なぜドイツの環境活動家は、テスラの工場拡張に反対するのか
工場で相次ぐ環境事故
住民による「グリューンハイデ市民イニシアティブ」によると、同地域にあるテスラ工場の3分の2は、飲料水保護地域に位置している。水を採水している場所は工場から1.5キロメートルのところにある。一方、テスラは、すでに多数の環境事故を起こしており、同地域の飲料水となる地下水の汚染が懸念されている。 ブランデンブルク州環境局によると、2021年末から2023年9月までにテスラ工場での26件の環境事故が報告された。1万5000リットルの塗料、合計200リットルの軽油などが流出した事故もあった。これらの液体の土壌への浸出を防ぐための措置は取られていなかった。同地域には物質を濾過・浄化できるような土壌もない。ベルリンのライプニッツ淡水生態学・内水面漁業研究所のマーティン・プッシュは、テスラにおける環境事故が近隣の水源を今後何年にもわたって汚染する可能性を、「シュテルン」に指摘している。 「シュテルン」の調査報道によると、テスラ工場の敷地内には、地下水測定ポイントが約20カ所あるが、実施するのはテスラが委託した会社だ。地域の水供給会社も行政もその状態を把握できていないという。通常、水保護地域では地中深くに杭を打つことが禁止されている。しかし、テスラが鉄筋コンクリートの工場建設のために同地域の地中に杭を打つことは、当局によって許可された。
テスラ車は「一握りの金持ちのためのもの」?
また、カムは「テスラの作る電気のスポーツ多目的車(SUV)は、気候変動の解決策にならない」と訴える。 「第一にSUVというのは速く走れる高価な自動車で、誰もが乗れるわけではない。
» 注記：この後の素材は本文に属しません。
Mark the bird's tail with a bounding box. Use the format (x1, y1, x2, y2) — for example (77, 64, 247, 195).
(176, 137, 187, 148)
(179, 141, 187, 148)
すでに起こっている気候危機の影響を抑制するために、限られた資源をどう消費するか、社会で決断する必要がある。一握りの富裕層が元のライフスタイルを継続するための非効率な乗り物ではなく、より多くの人が利用できる公共交通にたくさん投資すべきだ」 また、EV自体が環境に与える影響も大きいことを環境団体は指摘する。 「EVに投入されるすべての資源を考慮すると、環境面でどれだけ優れているかは未知数だと言う人もいる」 EVバッテリーの生産に必要なニッケルやコバルトなどの資源の採掘には多くの問題が伴う。世界の約半分のニッケルを産出するインドネシアでは、採掘にあたって大気や水、土壌の汚染などの問題が指摘されている。同国ではニッケル加工のために石炭発電所が新たに建設され、二酸化炭素を排出している。また、世界のコバルトの約70%を産出するコンゴ民主共和国では採掘現場での児童労働と危険な労働環境が報告されている。 これらの問題に対しては、EU(欧州連合)もドイツ政府もサプライチェーン法を制定し、環境・人権面でのサプライチェーンのデューデリジェンス実施を義務付けた。ドイツではすでに施行されており、大企業には一次サプライヤーにおけるリスク特定とその軽減が求められている。しかし、それで十分なのかは未知数だ。